The issues discussed in the book relate well to current political debates. Many propose that the correct solution to environmental problems would be a market based solution. However, Robbins’ opinion seems to be that these solutions usually fail to take into account the non-human subjects and therefore cannot actually solve the underlying problem (Robbins 2007, p.136). An example is how companies sell chemicals which kill nematodes, and then sell nematodes again citing their benefits. It would have been better to not have added chemicals in the first place (Robbins 2007, p.68). Cost externalization is another important debate. Can all non-monetary costs (externalities) be factored into a tax or quota? Similar to how the carbon tax is taking so much effort and time to implement; is it possible to have a tax for every kind of pollution? Lastly, should the state have more responsibility in controlling chemicals and health standards? Would te deregulation of lawn chemicals undermine the safety of the environment and inhabitants?

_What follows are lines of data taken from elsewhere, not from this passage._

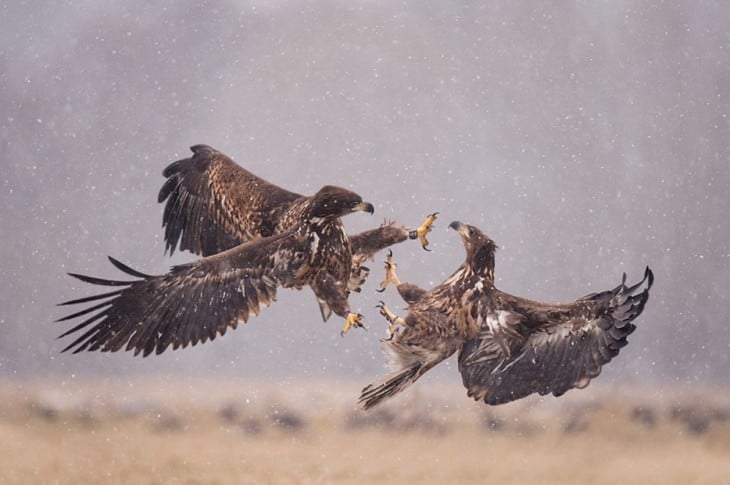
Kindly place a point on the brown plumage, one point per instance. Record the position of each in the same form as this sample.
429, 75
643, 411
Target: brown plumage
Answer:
254, 236
509, 347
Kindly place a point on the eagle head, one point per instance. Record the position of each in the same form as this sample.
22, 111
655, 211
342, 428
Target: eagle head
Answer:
331, 201
479, 247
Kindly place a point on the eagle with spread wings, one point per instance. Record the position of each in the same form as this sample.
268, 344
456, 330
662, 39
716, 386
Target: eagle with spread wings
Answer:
254, 238
509, 347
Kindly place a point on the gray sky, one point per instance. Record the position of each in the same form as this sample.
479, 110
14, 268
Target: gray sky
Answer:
587, 138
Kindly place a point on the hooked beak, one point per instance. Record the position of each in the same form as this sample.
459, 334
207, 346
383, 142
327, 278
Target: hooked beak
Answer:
364, 207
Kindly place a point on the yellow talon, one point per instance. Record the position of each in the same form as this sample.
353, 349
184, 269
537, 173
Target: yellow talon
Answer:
393, 319
353, 320
425, 228
390, 276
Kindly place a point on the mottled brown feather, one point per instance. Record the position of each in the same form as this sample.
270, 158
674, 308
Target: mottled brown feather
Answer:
509, 347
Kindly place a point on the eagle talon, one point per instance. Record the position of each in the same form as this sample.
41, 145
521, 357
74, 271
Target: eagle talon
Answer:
424, 229
353, 320
390, 276
392, 318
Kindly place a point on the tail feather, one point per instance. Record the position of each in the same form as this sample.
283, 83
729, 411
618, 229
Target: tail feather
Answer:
389, 385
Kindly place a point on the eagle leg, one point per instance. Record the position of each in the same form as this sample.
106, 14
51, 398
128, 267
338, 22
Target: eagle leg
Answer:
424, 229
392, 318
390, 276
352, 320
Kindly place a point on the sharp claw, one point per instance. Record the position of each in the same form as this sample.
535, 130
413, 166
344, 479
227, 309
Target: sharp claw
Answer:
425, 228
353, 320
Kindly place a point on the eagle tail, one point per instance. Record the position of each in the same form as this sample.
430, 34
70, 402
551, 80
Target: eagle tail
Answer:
390, 385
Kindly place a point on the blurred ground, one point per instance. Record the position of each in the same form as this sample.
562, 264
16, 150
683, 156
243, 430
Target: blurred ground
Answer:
156, 431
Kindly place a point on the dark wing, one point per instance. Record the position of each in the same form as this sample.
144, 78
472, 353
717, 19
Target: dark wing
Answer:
213, 204
192, 303
525, 347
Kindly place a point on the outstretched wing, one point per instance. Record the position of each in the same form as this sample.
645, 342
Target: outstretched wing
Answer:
525, 347
213, 204
364, 246
192, 303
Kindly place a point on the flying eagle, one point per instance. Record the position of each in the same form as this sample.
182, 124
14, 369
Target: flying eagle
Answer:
255, 237
509, 347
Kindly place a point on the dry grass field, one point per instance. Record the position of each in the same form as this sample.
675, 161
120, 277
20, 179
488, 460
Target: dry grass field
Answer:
147, 431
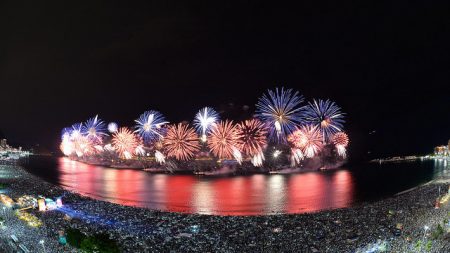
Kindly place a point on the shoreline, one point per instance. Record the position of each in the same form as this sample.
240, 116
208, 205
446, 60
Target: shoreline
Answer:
234, 170
336, 230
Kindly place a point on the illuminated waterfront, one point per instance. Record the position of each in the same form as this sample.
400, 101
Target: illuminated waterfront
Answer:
239, 195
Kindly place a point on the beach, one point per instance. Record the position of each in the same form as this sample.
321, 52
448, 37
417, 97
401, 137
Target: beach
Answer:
354, 229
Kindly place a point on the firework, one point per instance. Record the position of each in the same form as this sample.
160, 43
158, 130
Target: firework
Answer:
340, 140
140, 150
281, 111
150, 126
94, 129
297, 156
76, 131
204, 120
326, 116
258, 159
308, 139
125, 142
251, 137
222, 139
66, 144
159, 157
83, 146
108, 147
112, 127
237, 155
181, 142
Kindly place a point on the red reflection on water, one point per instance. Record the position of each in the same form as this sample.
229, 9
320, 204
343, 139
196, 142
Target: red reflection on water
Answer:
313, 191
243, 195
179, 193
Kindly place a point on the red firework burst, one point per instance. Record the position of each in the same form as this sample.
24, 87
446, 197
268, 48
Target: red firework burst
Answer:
181, 142
308, 139
222, 139
125, 142
340, 139
251, 137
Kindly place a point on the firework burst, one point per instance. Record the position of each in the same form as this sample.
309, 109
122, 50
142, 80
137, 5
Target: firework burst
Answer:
204, 120
94, 129
159, 157
125, 142
297, 156
76, 133
258, 159
112, 127
340, 140
251, 137
181, 142
280, 110
308, 139
150, 126
326, 116
222, 139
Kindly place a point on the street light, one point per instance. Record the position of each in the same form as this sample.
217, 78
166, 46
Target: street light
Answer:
425, 228
41, 242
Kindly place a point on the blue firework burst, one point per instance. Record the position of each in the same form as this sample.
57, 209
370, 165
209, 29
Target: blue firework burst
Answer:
281, 110
204, 120
94, 129
150, 126
326, 116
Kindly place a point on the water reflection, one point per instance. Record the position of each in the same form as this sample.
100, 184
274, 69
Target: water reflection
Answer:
243, 195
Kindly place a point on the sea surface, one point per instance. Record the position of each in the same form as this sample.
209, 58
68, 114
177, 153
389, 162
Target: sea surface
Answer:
238, 195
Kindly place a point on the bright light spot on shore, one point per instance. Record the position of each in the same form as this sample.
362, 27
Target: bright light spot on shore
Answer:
276, 153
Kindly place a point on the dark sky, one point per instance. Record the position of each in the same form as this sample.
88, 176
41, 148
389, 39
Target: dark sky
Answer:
386, 65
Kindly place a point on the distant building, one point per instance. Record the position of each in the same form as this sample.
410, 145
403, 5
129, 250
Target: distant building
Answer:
441, 150
3, 144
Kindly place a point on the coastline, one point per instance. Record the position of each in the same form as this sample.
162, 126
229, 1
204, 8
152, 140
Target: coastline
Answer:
338, 230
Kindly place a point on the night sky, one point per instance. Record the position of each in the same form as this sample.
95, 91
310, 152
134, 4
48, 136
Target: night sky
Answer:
386, 65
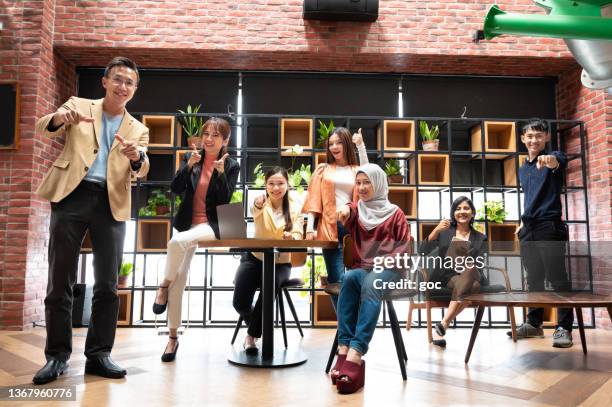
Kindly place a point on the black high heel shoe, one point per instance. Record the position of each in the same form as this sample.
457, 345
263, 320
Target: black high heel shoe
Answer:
170, 356
160, 308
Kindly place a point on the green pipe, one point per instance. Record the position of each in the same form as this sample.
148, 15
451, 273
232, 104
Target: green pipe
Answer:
498, 22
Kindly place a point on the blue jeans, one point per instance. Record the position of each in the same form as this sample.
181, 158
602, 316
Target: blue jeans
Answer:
359, 305
335, 264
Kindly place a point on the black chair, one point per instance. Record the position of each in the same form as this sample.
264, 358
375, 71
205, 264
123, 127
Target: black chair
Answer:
400, 348
292, 282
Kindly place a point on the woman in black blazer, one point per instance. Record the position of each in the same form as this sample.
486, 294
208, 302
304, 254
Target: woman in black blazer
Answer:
469, 245
204, 181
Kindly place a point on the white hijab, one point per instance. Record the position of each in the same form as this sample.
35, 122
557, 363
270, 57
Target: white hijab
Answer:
378, 209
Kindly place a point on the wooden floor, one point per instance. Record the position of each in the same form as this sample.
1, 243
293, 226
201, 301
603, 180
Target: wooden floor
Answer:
500, 373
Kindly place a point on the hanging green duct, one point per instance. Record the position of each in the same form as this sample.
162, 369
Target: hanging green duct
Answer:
583, 21
585, 25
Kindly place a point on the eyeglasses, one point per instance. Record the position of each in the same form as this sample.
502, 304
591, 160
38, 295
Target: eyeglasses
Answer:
117, 81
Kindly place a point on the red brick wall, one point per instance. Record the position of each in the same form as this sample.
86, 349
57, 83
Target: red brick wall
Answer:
43, 41
45, 77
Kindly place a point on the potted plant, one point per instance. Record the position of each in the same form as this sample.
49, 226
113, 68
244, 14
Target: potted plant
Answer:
494, 210
125, 269
429, 136
158, 204
323, 133
192, 125
236, 196
320, 273
394, 172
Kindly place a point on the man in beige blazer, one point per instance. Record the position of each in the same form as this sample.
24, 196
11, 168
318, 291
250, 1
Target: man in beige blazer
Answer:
88, 186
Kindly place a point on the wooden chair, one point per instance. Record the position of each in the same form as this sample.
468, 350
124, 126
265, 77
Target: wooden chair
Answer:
400, 348
440, 298
297, 260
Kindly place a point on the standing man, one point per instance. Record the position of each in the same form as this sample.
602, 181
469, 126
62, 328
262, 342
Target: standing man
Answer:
543, 235
89, 189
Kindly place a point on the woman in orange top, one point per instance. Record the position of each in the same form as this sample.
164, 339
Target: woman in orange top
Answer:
333, 185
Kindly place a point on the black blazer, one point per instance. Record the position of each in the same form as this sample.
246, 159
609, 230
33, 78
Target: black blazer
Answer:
478, 243
220, 190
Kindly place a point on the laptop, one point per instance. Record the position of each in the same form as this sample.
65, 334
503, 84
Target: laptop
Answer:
232, 224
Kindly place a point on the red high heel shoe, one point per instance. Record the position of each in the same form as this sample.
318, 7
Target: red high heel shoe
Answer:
354, 373
339, 361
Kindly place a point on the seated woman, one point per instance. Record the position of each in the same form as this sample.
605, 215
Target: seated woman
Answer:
205, 181
378, 228
276, 216
459, 228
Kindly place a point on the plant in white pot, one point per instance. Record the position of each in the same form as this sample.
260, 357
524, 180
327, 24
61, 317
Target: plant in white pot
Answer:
429, 136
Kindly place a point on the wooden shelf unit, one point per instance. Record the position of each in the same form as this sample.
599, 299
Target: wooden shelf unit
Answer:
324, 314
502, 239
296, 131
161, 130
125, 307
500, 137
425, 229
434, 169
153, 235
405, 198
397, 135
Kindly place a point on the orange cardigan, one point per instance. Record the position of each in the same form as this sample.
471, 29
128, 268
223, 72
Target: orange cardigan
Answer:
321, 199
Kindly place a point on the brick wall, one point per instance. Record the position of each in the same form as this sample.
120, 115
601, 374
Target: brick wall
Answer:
43, 42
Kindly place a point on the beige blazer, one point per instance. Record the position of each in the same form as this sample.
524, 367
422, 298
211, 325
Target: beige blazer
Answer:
80, 150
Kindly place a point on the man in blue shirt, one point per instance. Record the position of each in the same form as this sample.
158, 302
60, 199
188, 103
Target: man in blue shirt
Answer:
543, 234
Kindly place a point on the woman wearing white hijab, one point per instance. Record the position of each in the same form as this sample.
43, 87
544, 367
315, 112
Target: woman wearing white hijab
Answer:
378, 228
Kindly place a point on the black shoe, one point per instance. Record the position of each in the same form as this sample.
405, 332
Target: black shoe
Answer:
439, 328
105, 367
170, 356
50, 371
250, 350
440, 342
160, 308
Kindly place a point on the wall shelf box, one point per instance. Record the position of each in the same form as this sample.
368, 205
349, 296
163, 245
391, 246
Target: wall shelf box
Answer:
425, 229
324, 314
405, 198
161, 130
433, 169
397, 135
125, 303
500, 137
296, 131
153, 235
502, 239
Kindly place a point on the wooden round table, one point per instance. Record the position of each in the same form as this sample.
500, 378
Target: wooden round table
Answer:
576, 300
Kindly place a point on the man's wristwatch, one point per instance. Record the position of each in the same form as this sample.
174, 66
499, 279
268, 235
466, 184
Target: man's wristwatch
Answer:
138, 163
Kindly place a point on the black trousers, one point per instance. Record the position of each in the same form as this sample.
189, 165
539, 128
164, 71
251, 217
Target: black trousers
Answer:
246, 283
87, 207
543, 247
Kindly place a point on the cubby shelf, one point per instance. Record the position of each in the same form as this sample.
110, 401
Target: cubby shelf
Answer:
433, 169
502, 238
397, 135
125, 303
153, 235
405, 198
296, 131
500, 137
161, 130
324, 314
425, 229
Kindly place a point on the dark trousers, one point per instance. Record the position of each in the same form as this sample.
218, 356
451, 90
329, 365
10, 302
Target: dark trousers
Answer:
246, 283
86, 208
543, 247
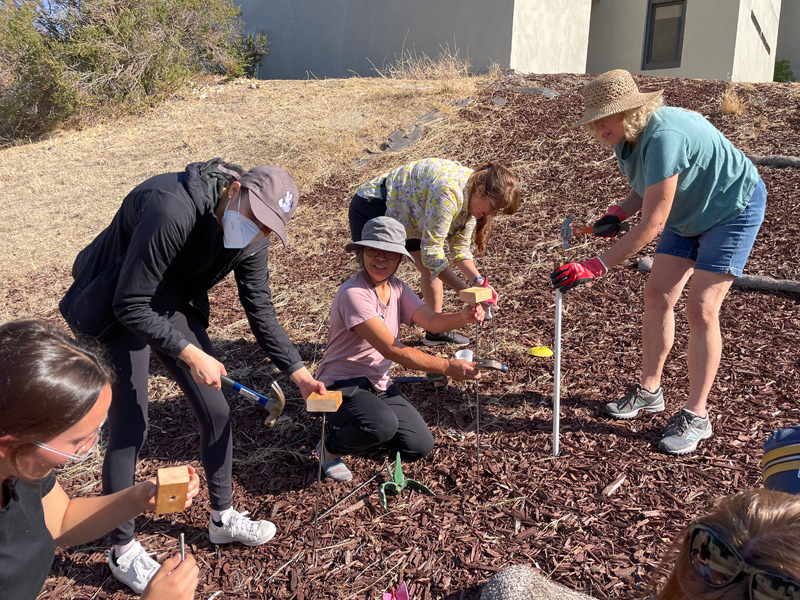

I think the book brings a very new and interesting perspective; I have never thought of how powerful nonhuman actors can be in such a relationship. It seems like humans and non-humans are co-evolving, instead of an object-subject power dynamic which is the dominant paradigm. Other book reviews seem to agree that Lawn People highlights important topics, however, some reviewers are sceptical of how important the lawn is to influence the outcome of human actions (Thompson 2008). I think whether or not the relationship can be proved, there is definitely a way to advance collective understanding of similar networks because the theory can be applied to many other relationships. As one reviewer said, “the major theoretical contribution of this book is the integration of a theory of the subject (Guthman 2008).” The holes of the argument, which I have discussed before, are not an attack to the fundamental theory, but rather suggestions to make the theory more convincing and applicable to a variety of places.

Works Cited

Ginn, Franklin. “Lawn people: how grasses, weeds and chemicals make us who we are.” Environment and Planning A, volume 39, pages 3028 ^ 3036 39 (2007): 3031-3033.

Guthman, Julie. “Lawn People: How Grasses, Weeds, and Chemicals Make Us Who We Are.” The Professional, 2008: 60:3,425 — 426.

Robbins, Paul. Lawn People: How Grasses, Weeds, and Chemicals Make Us Who We Are. Philadelphia: Temple University Press, 2007.

Thompson, Ian. “Book Reviews.” Landscape Research 33, no. 4 (August 2008): 503–507.